Sealing of right of way
[106] There is no issue that the Macraes have undertaken to seal the right of way from their own boundary to the road and to pay for regular upgrades, subject to Mr Walshe contributing as to one third. There may still be an issue as to the standard.
[107] Mr Walshe has asked that the seal be 30 mm in depth. The Macraes contend for a light chip seal. Most recently, they say, Mr Walshe agrees to that lesser standard. My own concern is that the right of way be prepared for sealing and be sealed to a standard that will be safe and durable, so that Mr Walshe is assured of the benefit of the Macraes' undertaking and to avoid any dispute in the medium term about the durability and safety of the seal.

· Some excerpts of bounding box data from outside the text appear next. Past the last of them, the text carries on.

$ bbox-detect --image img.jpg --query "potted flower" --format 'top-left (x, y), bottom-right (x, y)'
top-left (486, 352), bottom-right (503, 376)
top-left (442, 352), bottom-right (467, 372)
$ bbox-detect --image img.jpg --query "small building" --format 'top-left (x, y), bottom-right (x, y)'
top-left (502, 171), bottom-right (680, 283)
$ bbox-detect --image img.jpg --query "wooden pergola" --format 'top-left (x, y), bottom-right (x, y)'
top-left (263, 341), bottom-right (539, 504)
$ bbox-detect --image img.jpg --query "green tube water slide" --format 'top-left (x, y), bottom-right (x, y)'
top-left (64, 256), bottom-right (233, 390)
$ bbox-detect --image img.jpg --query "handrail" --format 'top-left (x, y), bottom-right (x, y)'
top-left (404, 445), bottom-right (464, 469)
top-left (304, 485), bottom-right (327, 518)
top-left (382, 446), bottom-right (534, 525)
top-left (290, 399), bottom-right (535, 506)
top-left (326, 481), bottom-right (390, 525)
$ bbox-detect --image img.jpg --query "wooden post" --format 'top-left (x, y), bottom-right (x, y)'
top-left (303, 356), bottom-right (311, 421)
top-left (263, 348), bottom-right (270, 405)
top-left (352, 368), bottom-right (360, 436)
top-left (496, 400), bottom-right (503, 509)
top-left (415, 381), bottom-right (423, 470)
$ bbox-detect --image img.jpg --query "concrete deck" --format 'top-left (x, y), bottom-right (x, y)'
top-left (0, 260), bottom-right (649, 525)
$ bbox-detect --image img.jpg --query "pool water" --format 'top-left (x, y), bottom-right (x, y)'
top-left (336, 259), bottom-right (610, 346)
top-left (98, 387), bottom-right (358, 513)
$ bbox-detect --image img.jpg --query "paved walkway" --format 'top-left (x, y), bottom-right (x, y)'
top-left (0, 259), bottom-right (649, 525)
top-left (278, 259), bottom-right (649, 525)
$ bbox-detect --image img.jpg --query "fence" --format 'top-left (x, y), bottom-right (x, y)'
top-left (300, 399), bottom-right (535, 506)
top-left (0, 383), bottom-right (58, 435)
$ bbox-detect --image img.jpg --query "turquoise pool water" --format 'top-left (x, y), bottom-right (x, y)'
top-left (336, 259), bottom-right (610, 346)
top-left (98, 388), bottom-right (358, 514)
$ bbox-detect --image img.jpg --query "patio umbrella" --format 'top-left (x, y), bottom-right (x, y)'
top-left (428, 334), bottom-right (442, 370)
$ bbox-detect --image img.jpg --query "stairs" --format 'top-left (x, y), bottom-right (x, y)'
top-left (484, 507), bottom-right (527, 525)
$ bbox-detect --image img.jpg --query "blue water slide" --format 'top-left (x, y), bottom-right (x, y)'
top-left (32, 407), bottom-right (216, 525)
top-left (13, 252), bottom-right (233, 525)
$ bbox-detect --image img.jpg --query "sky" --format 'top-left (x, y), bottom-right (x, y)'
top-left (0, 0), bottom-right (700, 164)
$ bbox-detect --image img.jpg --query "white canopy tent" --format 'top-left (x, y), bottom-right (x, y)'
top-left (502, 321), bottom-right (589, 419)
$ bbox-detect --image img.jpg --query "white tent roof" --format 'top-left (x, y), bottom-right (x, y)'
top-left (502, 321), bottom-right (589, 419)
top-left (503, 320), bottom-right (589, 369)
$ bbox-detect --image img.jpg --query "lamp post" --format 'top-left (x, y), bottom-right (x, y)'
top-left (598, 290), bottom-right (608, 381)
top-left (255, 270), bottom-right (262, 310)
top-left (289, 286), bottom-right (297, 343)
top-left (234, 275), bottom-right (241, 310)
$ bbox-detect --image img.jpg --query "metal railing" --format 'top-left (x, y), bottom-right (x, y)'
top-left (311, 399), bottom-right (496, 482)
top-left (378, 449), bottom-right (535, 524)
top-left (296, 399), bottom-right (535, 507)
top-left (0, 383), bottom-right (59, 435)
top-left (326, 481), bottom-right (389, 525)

[108] I leave it to Mr Walshe and the Macraes to agree on the standard and, if they cannot agree within a reasonable time, the standard to which the right of way is to be prepared and sealed is to be fixed, and supervised, by a civil engineer in practice on Waiheke Island.
Timing issues
[109] Assuming, as I do, that the easement now registered against the two lots into which the Macraes have subdivided their land is to remain unchanged, I do not envisage that I need do more than ratify the present state of those titles. Whether that calls for a further memorial to be registered against Mr Walshe's title may be another issue.
[110] Before any such memorial is registered to Mr Walshe's title, and before the present interim order made by Woodhouse J is revoked, the Macraes must have the driveway sealed to the standard that I have prescribed, and they must pay Mr Walshe the compensation and costs and disbursements awarded him, together with any
reasonable fee he incurs to have his title modified, less his one third share of the cost of sealing the driveway.
[111] The Macraes are to meet these obligations as soon as practicable. I leave it to counsel to settle a sensible time limit. Immediately the Macraes have met their liabilities, counsel are to confirm that to be so by joint memorandum and I will revoke the interim order.
Formal outcome
[112] For the reasons I gave in my primary decision, dated 28 February 2012, I decline Mr Walshe's application for a final injunction and I grant the Macraes' application for an order modifying their easement over Mr Walshe's land, ratifying the registration of that easement against both the two titles into which they have subdivided their land, on the terms set out in this decision.
[113] Counsel are to settle the orders required to reflect my decision, including the costs award to which Mr Walshe is entitled. Any issue as to that calculation is to be resolved by the Registrar unless it calls for a decision of principle that I must make
myself. I hope that will not prove necessary.